2. Create an App Token
In your MotherDuck dashboard, generate a MotherDuck App Token.
3. Set Environment Variable
Export the token so DuckDB can connect to your MotherDuck workspace:
export MOTHERDUCK_TOKEN=your_token_here
🧱 Prerequisites: Create Table in MotherDuck
Before running the pipeline, you’ll need to create the destination table in your MotherDuck database. You can do this using the DuckDB CLI:
% duckdb 'md:my_db'
Then run the following SQL to define the table schema:
CREATE TABLE events (
ip TEXT,
event TEXT,
properties_city TEXT,
properties_country TEXT,
timestamp TIMESTAMP,
type TEXT,
userId TEXT
);
This matches the structure expected by the handler SQL in your pipeline.
⚙️ Example SQLFlow Config
Below is a working example of a SQLFlow pipeline that reads from a Kafka topic and inserts data into MotherDuck:
commands:
- name: attach to motherduck
sql: |
ATTACH 'md:my_db'
pipeline:
name: kafka-motherduck-sink
description: "Sinks data from kafka to motherduck"
batch_size: {{ SQLFLOW_BATCH_SIZE|default(1000) }}
source:
type: kafka
kafka:
brokers: [{{ SQLFLOW_KAFKA_BROKERS|default('localhost:9092') }}]

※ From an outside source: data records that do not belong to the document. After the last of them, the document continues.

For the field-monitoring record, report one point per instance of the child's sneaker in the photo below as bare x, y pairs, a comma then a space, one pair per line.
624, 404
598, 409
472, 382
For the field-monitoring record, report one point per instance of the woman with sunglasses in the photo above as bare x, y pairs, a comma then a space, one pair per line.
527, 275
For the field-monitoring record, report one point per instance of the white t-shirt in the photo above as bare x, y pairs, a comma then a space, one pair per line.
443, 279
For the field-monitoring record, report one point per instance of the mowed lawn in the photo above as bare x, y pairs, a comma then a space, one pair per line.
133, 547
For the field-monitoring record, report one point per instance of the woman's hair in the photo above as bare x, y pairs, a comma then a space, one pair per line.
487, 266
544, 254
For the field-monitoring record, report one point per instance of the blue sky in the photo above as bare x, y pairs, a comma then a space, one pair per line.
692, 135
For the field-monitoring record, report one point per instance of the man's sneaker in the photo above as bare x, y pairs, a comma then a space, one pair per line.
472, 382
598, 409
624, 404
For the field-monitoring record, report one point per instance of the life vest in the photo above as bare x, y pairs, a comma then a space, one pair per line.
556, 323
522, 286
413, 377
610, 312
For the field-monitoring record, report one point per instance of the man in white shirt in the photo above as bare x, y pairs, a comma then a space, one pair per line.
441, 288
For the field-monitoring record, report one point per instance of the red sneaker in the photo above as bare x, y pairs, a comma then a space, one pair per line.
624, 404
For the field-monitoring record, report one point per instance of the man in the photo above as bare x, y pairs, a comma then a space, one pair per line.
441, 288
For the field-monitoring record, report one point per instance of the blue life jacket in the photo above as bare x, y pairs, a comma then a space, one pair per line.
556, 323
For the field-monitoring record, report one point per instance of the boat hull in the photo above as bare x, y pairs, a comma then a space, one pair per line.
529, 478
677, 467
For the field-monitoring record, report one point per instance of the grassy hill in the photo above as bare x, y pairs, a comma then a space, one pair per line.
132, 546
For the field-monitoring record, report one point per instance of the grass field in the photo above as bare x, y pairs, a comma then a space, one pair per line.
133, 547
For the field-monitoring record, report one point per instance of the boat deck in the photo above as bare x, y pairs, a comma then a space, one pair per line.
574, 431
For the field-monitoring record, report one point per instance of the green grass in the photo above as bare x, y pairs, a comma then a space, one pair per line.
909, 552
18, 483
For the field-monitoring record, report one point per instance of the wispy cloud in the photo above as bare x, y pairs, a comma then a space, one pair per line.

group_id: motherduck-sink-1
auto_offset_reset: earliest
topics:
- "input-user-clicks-motherduck"
handler:
type: 'handlers.InferredMemBatch'
sql: |
INSERT INTO my_db.events
SELECT
ip,
event,
properties ->> 'city' AS properties_city,
properties ->> 'country' AS properties_country,
CAST(timestamp AS TIMESTAMP) AS timestamp,
type,
userId
FROM batch;
sink:
type: noop
🚀 Running the Pipeline
With everything configured, start the SQLFlow pipeline:
python3 cmd/sql-flow.py run --metrics=prometheus dev/config/examples/kafka.motherduck.yml
💥 Generating Test Traffic
To populate Kafka with test data, run:
python3 cmd/publish-test-data.py --num-messages=1000000 --topic="input-user-clicks-motherduck"
This sends one million mock user interaction events into Kafka for SQLFlow to ingest.
📊 Verifying in MotherDuck
-
Open your MotherDuck dashboard.
-
Navigate to
my_db
. -
Run:
SELECT * FROM events ORDER BY timestamp DESC LIMIT 100;
You should see the flattened and streamed records from Kafka!